After they had jumped three fences, however, those fears were allayed. The Gigginstown House horse was having a cut at his fences, jumping as exuberantly as usual, as fluently as ever. He hardly missed a beat. Brian O’Connell allowed him stride on at the second last, and he stayed on really well to record an impressive Grade 1 victory.

The ground was officially good on Wednesday, good to soft in places, and the times on the day back up that assessment. It should not be much faster at Cheltenham in March. With talk now of RSA Chase favourite Grands Crus possibly going the Gold Cup route instead, the novices’ race surely has to be Last Instalment’s primary objective now. His fluent jumping would be a huge asset in an RSA Chase, and he could be the horse to provide Michael O’Leary with his second win in the race in three years, and Ireland with our fourth win in four.

Time glitch

Speaking of times, there may have been something going on with the two-mile-one-furlong chase start at Leopardstown during the week. Big Zeb went a half a second faster than standard in landing the Paddy Power Dial-A-Bet Chase on Tuesday, clocking the only time on the day that was faster than standard, and the fastest time on the day by some way. That is plausible in isolation, the ground was good to yielding, and Big Zeb is a top class two-mile chaser who was pushed all the way to the line by another high class horse in Noble Prince.

However, the only other two two-mile-one-furlong chases at the meeting, both run on Monday, also went under standard, the novice Blackstairmountain by almost eight seconds and the fairly exposed 123-rated handicapper Arklow Ger by over five seconds on ground that was officially described as soft. Outside of those two races, the fastest race on the day was the four-year-old hurdle, won by Midnight Game, which was run in a time that was over five seconds slower than standard. It could be time to get out the measuring tape again.

Same time

And still on time, which is, as is commonly known, of the essence, more co-ordination between the timings of races in Britain and Ireland would be a good thing. Of course, it is difficult on St Stephen’s Day, with three Irish meetings and about a hundred British ones, so clashes between Down Royal or Limerick or Leopardstown and the major races at Wetherby or Kempton, like the Feltham Chase, were probably difficult to avoid.
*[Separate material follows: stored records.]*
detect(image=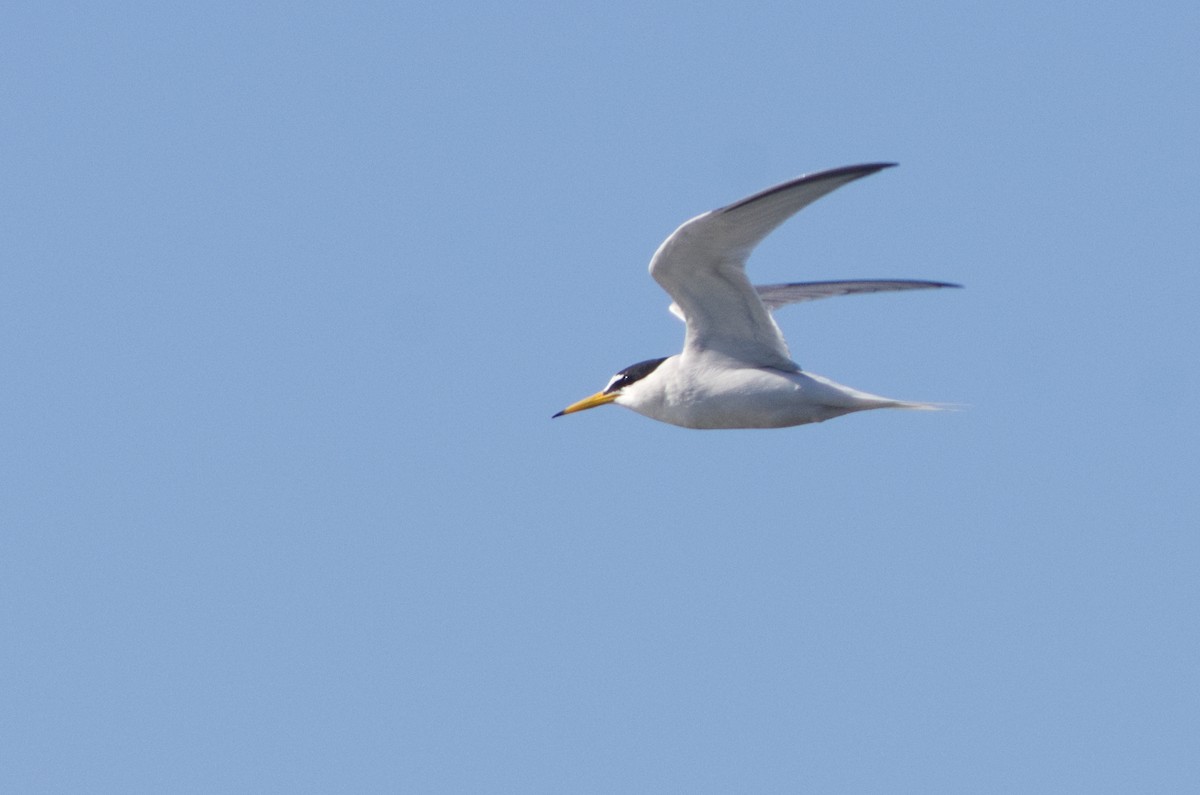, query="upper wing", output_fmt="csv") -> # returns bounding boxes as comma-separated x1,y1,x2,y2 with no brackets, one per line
668,279,962,319
755,279,961,311
650,163,894,369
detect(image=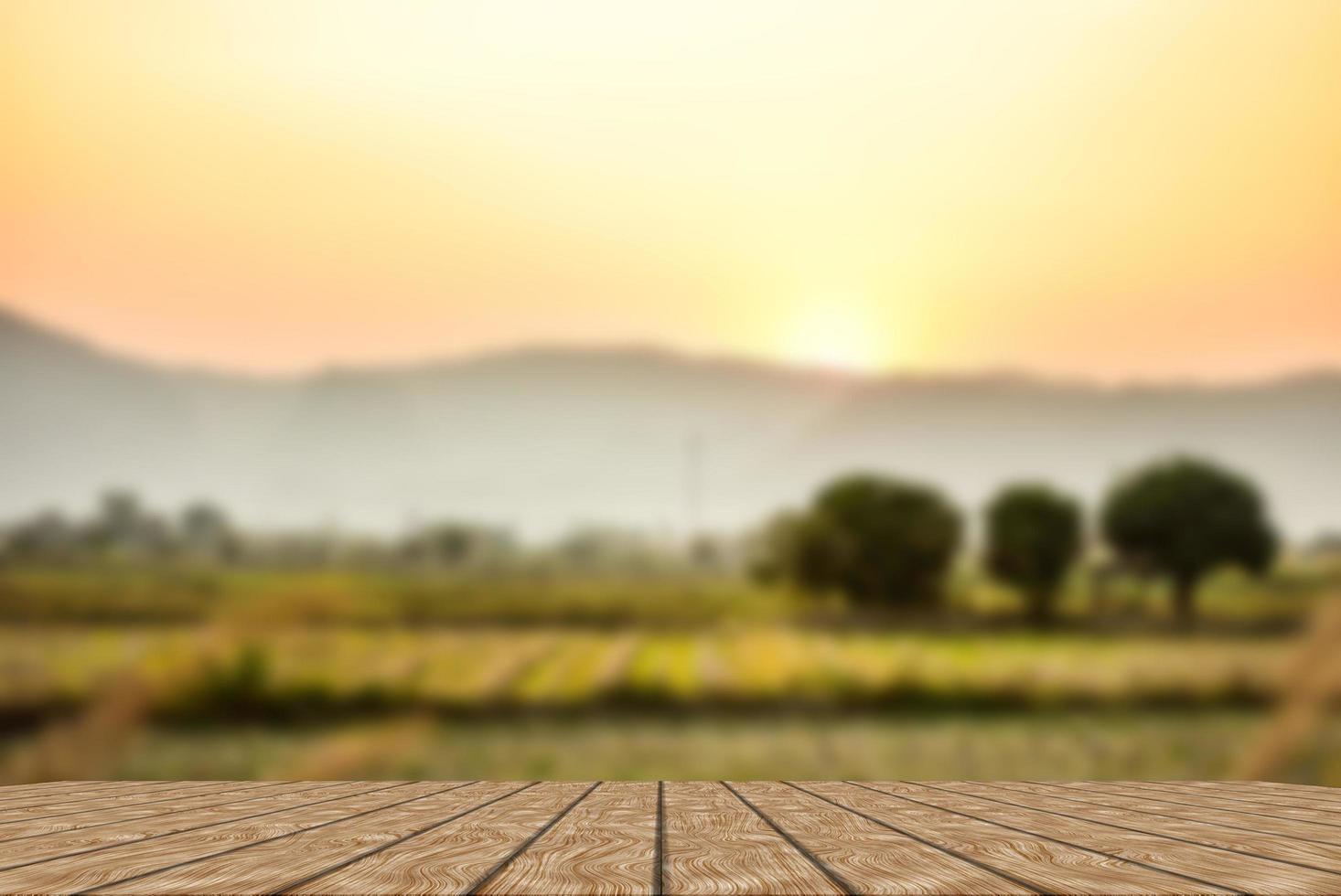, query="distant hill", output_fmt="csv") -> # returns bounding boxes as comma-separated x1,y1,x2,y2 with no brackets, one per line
0,310,1341,537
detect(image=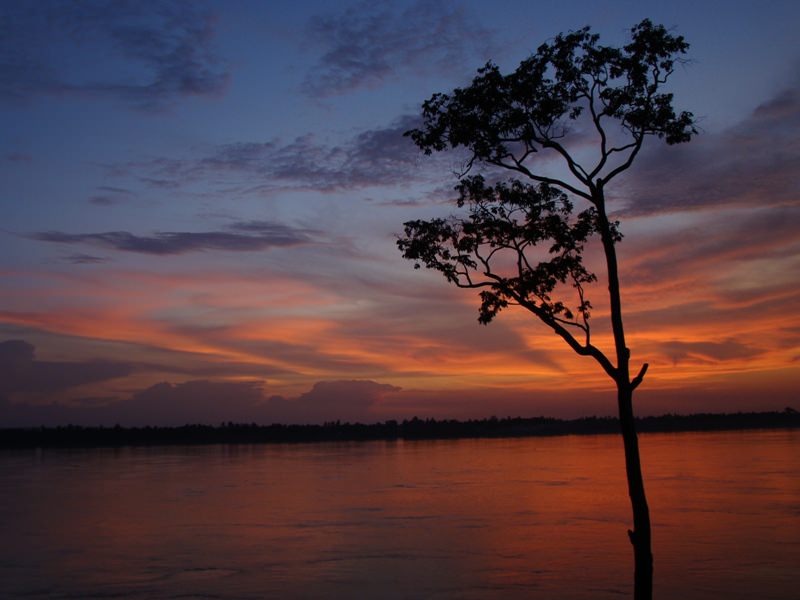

However, it does calm down a lot on 27th, with no Down Royal and only three British National Hunt meetings, so a clash between the Paddy Power Dial-A-Bet Chase and the Wayward Lad Chase at Kempton – the vast majority of people who are interested in watching one are also interested in watching the other – would surely have been avoidable with just a short chat between the respective authorities in the lead up to the races.

Troytown trials

The Paddy Power Chase on Tuesday gave a nice boost to the form of Navan’s Troytown Chase. Not only was the Paddy Power winner, Cross Appeal, challenging at the last in the Troytown when he stumbled badly on landing, but the Troytown winner, Groody Hill, ran a cracker to finish third in the Paddy Power off an 8lb higher mark, while the Troytown runner-up, Ad Idem, wasn’t at all disgraced in finishing eight, just eight lengths behind the winner, off top weight. Those three had it to themselves from a fair way out in the Troytown, and it could be worth keeping all three on side for a little while longer.

Techno fobe

Here’s one for you. You discover that a technical glitch, or an unfortunate series of technical glitches, has cost one of your customers £23 million, and could have cost him or her £600 million. Do you: (a) take the £23 million back from the customers who benefited from the glitch, which was not of their making, and give it to the customer, who may or may not have been partly or wholly responsible for the glitch, then issue an apology by means of an explanation, and carry on trading, or (b) cease trading immediately, spend as long as you need to spend to determine the source of the glitch, make a detailed assessment of the error available to all affected customers, then resume trading, as long as you are sure, and have assured customers, that all reasonable measures have been taken to ensure that such an error cannot re-occur; then, depending on the outcome of your investigation, determine who should suffer the £23 million loss – the customer who lost out, the customers who gained, or you, the company who facilitated the transaction?